Opened 4 years ago

Closed 3 years ago

#16296 closed defect (invalid)

Implement lock file in a more robust way

Reported by: karsten Owned by:
Priority: Medium Milestone:
Component: Metrics/Onionoo Version:
Severity: Normal Keywords:
Cc: Actual Points:
Parent ID: #16401 Points:
Reviewer: Sponsor:

Description

The current lock file gets written when the hourly updater starts and gets deleted when it exits. It's really good in preventing concurrent executions. But it doesn't handle cases when a process doesn't exit cleanly, because subsequent executions won't start at all. One possibility for not exiting cleanly is that the machine gets rebooted while the hourly updater is running.

One way to fix this might be to use Java's FileLock instead of making up our own lock file.
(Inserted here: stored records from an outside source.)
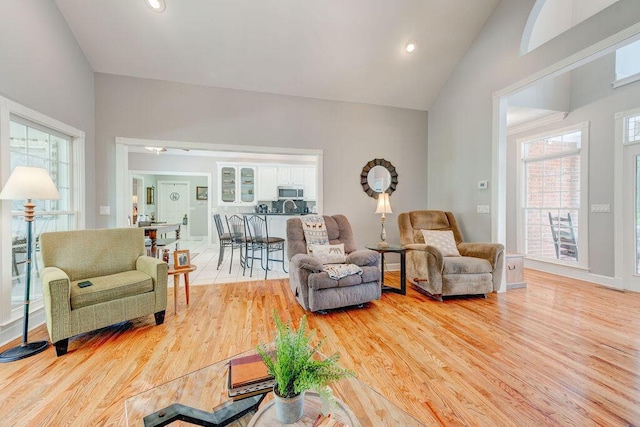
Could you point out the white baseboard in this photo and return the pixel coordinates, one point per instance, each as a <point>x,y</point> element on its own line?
<point>13,329</point>
<point>571,272</point>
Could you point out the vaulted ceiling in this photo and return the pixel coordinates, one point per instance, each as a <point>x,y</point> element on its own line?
<point>344,50</point>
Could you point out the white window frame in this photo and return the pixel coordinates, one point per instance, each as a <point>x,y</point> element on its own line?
<point>583,225</point>
<point>11,319</point>
<point>621,140</point>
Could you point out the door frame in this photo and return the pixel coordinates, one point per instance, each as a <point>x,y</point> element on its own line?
<point>620,164</point>
<point>184,234</point>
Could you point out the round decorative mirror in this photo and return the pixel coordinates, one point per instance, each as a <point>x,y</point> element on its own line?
<point>378,176</point>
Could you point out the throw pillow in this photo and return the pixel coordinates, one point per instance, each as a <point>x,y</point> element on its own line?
<point>329,254</point>
<point>338,271</point>
<point>315,231</point>
<point>443,240</point>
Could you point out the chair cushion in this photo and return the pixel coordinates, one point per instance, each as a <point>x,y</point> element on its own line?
<point>322,280</point>
<point>466,265</point>
<point>109,288</point>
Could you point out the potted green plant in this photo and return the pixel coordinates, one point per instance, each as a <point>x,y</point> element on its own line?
<point>297,367</point>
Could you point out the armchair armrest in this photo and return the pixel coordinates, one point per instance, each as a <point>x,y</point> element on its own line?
<point>363,258</point>
<point>56,290</point>
<point>428,251</point>
<point>306,262</point>
<point>489,251</point>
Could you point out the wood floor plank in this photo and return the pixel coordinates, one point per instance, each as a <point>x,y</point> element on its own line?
<point>558,352</point>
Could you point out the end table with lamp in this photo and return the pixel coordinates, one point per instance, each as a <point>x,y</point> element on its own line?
<point>391,248</point>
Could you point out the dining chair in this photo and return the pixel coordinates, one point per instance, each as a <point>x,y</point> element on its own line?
<point>259,242</point>
<point>224,238</point>
<point>235,225</point>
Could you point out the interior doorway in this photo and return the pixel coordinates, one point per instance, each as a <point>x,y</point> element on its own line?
<point>174,206</point>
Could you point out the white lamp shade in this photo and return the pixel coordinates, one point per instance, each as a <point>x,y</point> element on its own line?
<point>384,206</point>
<point>29,183</point>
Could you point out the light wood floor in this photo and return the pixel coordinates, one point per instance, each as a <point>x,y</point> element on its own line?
<point>560,352</point>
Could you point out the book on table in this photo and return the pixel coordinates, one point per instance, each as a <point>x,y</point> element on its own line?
<point>248,376</point>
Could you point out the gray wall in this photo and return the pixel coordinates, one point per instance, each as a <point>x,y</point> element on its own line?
<point>349,134</point>
<point>42,67</point>
<point>460,130</point>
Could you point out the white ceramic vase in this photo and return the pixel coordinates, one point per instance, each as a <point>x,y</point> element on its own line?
<point>288,409</point>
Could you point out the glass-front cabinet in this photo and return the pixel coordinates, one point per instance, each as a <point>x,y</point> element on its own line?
<point>237,185</point>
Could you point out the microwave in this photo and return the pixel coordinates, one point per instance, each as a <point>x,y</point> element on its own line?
<point>293,192</point>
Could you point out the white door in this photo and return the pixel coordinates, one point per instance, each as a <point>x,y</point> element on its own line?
<point>631,217</point>
<point>173,204</point>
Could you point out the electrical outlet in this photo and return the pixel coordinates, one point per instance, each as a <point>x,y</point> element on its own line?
<point>482,209</point>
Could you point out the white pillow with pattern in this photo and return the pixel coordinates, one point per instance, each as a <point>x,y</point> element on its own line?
<point>329,254</point>
<point>443,240</point>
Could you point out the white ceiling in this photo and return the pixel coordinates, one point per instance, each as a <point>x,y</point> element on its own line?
<point>345,50</point>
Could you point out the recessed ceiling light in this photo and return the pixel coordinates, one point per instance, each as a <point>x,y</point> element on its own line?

This is more a defect than an enhancement, because it broke the main Onionoo service instance.

Child Tickets

Attachments (3)

0001-Make-LockFile-more-robust.-Per-ticket-16296.patch (8.5 KB) - added by leeroy 4 years ago.
onionoo-mem-usage.png (30.4 KB) - added by karsten 4 years ago.
0001-Make-LockFile-even-more-robust.-Per-16296.patch (7.5 KB) - added by leeroy 4 years ago.
Improved permission handling. Also fixes 16401.

Download all attachments as: .zip

Change History (15)

comment:1 Changed 4 years ago by leeroy

How robust does it need to be? I ran into this when I '^C' on the updater which left the lock file unreleased. This could perhaps also be solved by adding a shutdown hook on the updater's runtime. Maybe try a snippet of both? Neither option is going to catch the unexpected system crash/reset. If you need it to be bulletproof it might be worthwhile to check the pid of running java VM (in addition).

Oh Java, I had almost forgotten thy quirks. Okay so I made an attempt on a patch that would retain cross-platform compatibility, while also being as robust as possible. I couldn't get the FileLock to work reliably so I resorted to other means. How does it look?

On a related subject, the updater only uses the lock file during the one-time updater. The periodic updater doesn't use it at all. Should this be changed?

Last edited 4 years ago by leeroy (previous) (diff)

comment:2 Changed 4 years ago by leeroy

Status: newneeds_review

comment:3 Changed 4 years ago by karsten

Oh wow, that's quite some code there for preventing concurrent executions.

Please don't hate me for this suggestion, but what do you think of making the periodic updater the normal mode of operation and getting rid of the lock file entirely?

Want to take a look at #13600 and the branch there? Note that it currently uses a lock file, but I could see us removing that. Service operators would then be responsible for not starting two instances of the updater concurrently. If there's no risk anymore that two cron runs get in each other's way, this seems like a reasonable assumption.

Thoughts?

comment:4 Changed 4 years ago by leeroy

I think it's not something to do lightly. There are many problems with removing the lock file as you suggest.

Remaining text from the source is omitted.